Я вернусь к тому, с чего начал, – к аристократизму. В наше время он всё больше и больше соседствует с ханжеством и высокомерием. Но это ложный, ненастоящий аристократизм, цаплинской натуре он не свойствен. Рассказать при женщинах рисковый анекдот – он прозвучит без грубости и жеманства; послать в сердцах кого-нибудь на три всем известных буквы – тоже не проблема, точнее – проблема для того, кого посылают: он довёл Цаплина до точки кипения и, следовательно, заслуживает ещё и не такого обращения с собой. Один раз Костя Беляев опоздал на два часа, мы с Юрой сидели и ждали его на кафедре, давно переговорив всё, что нужно было по журналу, и откровенно маялись ожиданием, а от прихода Беляева зависело что-то важное, сейчас не помню что, и мы не могли уйти, не дождавшись; зато когда дождались, Беляев выгреб от Юры по полной программе и жутко обиделся.

Но думаю, что литературный пёс Цаплин умеет не только рычать и гавкать – кусать и рвать на части он тоже умеет. Никогда не видел его дерущимся – но мне почему-то кажется, что дерётся он тоже хорошо, как конандойловский Шерлок Холмс: быстрый резкий хук в челюсть, отскочил назад, оценил обстановку, теперь – правой (Юра – левша), снова отскочил и – заключительный удар – под дых, в солнечное сплетение. Наверное, Цаплин – боксёр, хоть и доберман пинчер. Но – всё честно, по правилам, никаких исподтишка и ниже пояса, ни одного запрещённого приёма. Интеллигент.
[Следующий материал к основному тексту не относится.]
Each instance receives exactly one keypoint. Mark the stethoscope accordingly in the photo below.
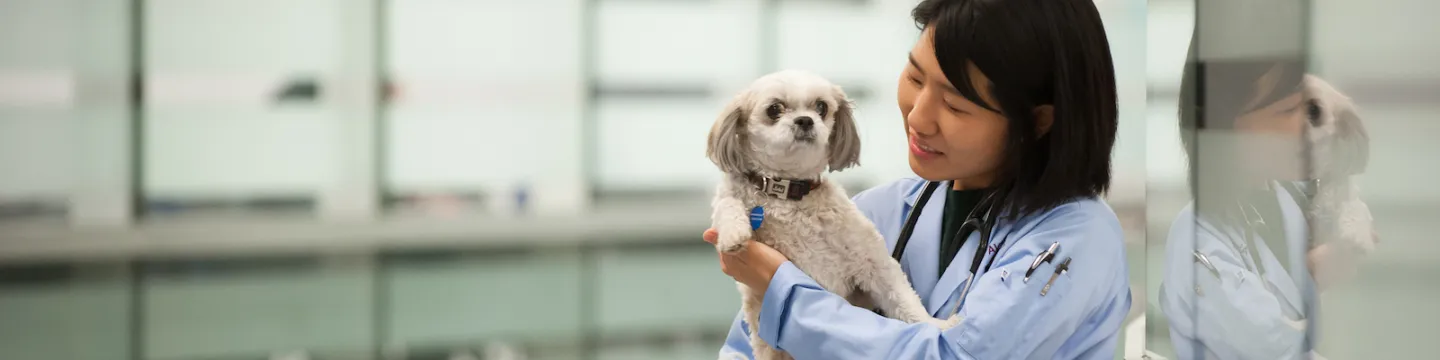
(982, 225)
Цаплин, конечно, знает, что правда и добро никогда не восторжествуют, но это ещё не значит, что жить необходимо по лжи или со злом не надо бороться. Он и борется с ним всеми доступными для себя средствами, и прежде всего – словом. Цаплин – писатель, но быть писателем – это уже само по себе зло, рождающее зло, поэтому Цаплин борется со злом силами самого зла. Само представление о писательстве и обо всём, с ним связанным, вызывает у Юры чувство глубокого стыда и горечи. Но Цаплин ещё и поэт хороший, а поэт – это худший из писателей, поэт – это писатель в кубе или в квадрате, поэтому само слово «поэт» вызывает у Юры сильнейший рвотный позыв. Я никогда не слышал, чтобы Цаплин говорил о себе «я – писатель» или «я – поэт», но он знает, что является таковым, и ничего с этим поделать не может: не писать – для него значит умереть; умереть он готов, а вот не писать не способен. Это дурацкий парадокс, он по-человечески неразрешим и безысходен; Юра крутится, нанизанный на него, как вражеский гонец на пику царского стрельца; глаза выпучиваются, вылезают из орбит, из горла идёт кровь, руки и ноги трясёт в конвульсиях, а Юра всё пишет, пишет и пишет… Я знаю, он старается это делать как можно меньше и реже, больше вычёркивать, чем дописывать, выдавать по строчке раз в полгода – не чаще, и не печататься, когда этого можно избежать, всё время повышать и повышать требования к себе, к тому, что делает – чего не делать не может. Страшная картина, да? – с одной стороны, род деятельности, увеличивающий количество зла в мире, с другой – честный, любящий красоту и правду человек, призванный богом именно к этому роду деятельности. Если бы Цаплину хоть немножко тщеславия и двоедушия, хоть немного мелочности или корыстолюбия – как у других, как у меня, – он ещё был бы способен усидеть на этой пике, как в седле, или хотя бы сделать вид, что ему там удобно и комфортно, – но, лишённый этих необходимых настоящему писателю качеств, Юра вынуждает каждый день и каждую ночь снова и снова разбирать себя по винтикам – на запчасти – и складывать из них – всякий раз новую – фигуру своей личности: эта будет меньше похожа на образ писателя? а эта? а та? а сегодняшняя? – вот предмет и цель его человеческого поиска, смысл его жизни.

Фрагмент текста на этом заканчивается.